Tulio de Oliveira, an infectious-disease researcher at South Africa’s University of KwaZulu-Natal, noted that that the findings of the small trial are preliminary.
But even at this stage, the potential for new variants like B.1.351 to erode the effectiveness of vaccines underscores the importance of “coming up with next-generation vaccines,” he said.
Such vaccines might withstand the corrosive effects of new mutations by targeting sites on the virus that, unlike the spike protein, are less prone to change.
“We’re beginning to know where a virus can mutate and where it can’t,” said Dr. Bruce Walker, an immunologist and director of the Ragon Institute in Boston.

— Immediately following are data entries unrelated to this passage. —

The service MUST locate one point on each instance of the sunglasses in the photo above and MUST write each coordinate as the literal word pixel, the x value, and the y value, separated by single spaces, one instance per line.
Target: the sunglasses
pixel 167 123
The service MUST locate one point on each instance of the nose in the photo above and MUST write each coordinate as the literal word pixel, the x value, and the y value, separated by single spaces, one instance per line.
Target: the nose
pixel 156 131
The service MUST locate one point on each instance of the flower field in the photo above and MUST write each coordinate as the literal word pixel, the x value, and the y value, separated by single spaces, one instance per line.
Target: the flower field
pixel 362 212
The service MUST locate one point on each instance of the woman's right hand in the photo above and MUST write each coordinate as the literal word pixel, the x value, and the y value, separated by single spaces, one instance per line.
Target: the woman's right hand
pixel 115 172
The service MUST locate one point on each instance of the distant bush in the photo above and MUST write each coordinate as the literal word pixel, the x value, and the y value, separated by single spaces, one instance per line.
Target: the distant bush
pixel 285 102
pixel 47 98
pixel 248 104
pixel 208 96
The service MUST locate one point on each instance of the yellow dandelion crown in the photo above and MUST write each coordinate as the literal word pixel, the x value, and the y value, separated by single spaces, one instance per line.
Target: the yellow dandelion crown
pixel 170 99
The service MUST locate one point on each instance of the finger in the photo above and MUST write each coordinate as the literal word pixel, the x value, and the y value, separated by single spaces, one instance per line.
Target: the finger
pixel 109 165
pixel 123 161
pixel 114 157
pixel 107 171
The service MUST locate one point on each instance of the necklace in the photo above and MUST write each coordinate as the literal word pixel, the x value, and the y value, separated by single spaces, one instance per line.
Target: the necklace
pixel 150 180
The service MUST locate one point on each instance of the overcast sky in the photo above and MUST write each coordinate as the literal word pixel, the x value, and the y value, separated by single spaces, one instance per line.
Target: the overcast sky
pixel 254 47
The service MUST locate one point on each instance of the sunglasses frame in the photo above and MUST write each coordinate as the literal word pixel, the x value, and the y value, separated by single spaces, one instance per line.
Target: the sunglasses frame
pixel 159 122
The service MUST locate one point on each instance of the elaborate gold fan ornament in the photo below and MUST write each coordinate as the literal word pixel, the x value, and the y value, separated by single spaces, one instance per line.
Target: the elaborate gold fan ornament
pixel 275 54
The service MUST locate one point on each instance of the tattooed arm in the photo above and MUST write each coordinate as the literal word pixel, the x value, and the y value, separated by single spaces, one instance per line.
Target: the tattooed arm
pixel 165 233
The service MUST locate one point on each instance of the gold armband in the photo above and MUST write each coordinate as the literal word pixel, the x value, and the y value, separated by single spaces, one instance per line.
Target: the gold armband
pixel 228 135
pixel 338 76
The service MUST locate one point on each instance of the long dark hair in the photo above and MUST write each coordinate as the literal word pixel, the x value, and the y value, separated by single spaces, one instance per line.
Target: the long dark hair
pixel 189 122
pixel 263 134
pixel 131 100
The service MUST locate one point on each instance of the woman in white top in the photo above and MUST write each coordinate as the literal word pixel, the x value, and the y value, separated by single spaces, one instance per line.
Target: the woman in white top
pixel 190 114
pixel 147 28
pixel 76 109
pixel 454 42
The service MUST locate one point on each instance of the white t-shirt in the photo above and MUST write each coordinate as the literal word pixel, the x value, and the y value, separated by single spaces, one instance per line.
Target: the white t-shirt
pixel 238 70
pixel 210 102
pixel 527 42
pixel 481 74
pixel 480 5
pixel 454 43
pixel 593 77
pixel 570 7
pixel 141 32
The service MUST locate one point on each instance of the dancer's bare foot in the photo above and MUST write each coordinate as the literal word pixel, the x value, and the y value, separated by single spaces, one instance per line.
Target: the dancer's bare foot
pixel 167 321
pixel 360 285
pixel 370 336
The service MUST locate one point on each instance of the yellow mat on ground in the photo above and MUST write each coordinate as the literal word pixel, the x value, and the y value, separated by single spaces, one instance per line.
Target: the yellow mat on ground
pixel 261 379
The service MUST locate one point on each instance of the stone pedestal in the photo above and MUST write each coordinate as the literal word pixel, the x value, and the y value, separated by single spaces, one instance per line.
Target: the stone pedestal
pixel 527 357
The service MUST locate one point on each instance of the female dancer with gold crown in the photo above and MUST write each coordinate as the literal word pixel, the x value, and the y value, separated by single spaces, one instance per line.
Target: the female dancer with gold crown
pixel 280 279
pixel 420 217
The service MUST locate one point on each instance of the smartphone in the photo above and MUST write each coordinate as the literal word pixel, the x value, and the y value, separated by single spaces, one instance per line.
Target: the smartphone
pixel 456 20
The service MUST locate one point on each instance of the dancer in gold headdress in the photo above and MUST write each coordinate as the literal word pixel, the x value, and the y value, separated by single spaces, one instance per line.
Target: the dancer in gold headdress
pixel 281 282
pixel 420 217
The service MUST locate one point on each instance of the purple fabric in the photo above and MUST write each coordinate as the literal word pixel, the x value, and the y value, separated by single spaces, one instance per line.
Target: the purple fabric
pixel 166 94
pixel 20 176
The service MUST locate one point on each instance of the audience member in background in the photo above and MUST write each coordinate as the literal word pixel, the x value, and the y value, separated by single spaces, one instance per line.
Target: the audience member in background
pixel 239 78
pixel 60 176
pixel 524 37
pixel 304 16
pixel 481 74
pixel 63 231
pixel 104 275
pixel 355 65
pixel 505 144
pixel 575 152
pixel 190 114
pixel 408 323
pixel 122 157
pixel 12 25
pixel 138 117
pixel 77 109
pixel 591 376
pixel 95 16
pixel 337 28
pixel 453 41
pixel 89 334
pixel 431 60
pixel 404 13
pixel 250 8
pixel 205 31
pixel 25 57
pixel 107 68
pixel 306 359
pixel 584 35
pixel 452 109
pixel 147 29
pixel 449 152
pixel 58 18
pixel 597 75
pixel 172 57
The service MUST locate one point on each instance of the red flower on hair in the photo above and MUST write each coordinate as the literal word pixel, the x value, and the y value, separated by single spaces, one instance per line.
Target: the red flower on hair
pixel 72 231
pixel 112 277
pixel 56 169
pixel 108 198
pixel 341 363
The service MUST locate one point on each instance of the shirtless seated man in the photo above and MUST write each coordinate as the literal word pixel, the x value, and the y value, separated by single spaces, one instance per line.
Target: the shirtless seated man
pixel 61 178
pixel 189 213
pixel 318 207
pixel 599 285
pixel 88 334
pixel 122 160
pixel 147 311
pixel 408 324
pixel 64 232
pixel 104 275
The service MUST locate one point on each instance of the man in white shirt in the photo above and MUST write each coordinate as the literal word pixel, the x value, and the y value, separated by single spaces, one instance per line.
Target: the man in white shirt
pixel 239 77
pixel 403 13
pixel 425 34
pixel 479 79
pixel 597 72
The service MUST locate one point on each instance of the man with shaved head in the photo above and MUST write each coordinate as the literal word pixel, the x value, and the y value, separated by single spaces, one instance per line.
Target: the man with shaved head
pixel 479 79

Other efforts to overcome new mutations would recruit an entirely separate part of the immune system — its B-cells and T-cells — to recognize and kill the coronavirus. (A COVID-19 vaccine being developed by El Segundo-based ImmunityBio, headed by Times owner Dr. Patrick Soon-Shiong, aims to activate T-cells.)
In a study published Friday in the journal Science Advances, a group of cancer researchers working in mice was able to accomplish this by adding a so-called adjuvant — an ingredient intended to induce a stronger immune response — to their vaccine. The boosted vaccine recruited T-cells that provided strong protection to coronavirus-infected lungs.
“A vaccine like ours would have an independent set of weaponry to attack the virus by other means,” said co-author Dr. Christopher Haqq, head of research and development at Elicio Therapeutics. By prompting a T-cell response as well as antibody response, “we’d have a lot more shots on goal,” he said.
At the same time, the inevitable arrival of new coronavirus variants has prompted some researchers to acknowledge that not all COVID-19 disease needs to be prevented to bring the pandemic under control.
“Don’t look at overall efficacy,” said Dr. James Campbell, an infectious disease specialist at the University of Maryland School of Medicine. “Look at the efficacy for severe disease.”
Madhi agreed that preventing hospitalizations and deaths was the most important thing to focus on. A vaccine that can do that will still be valuable, he said: “I’ve become a little more realistic about what to expect from vaccines.”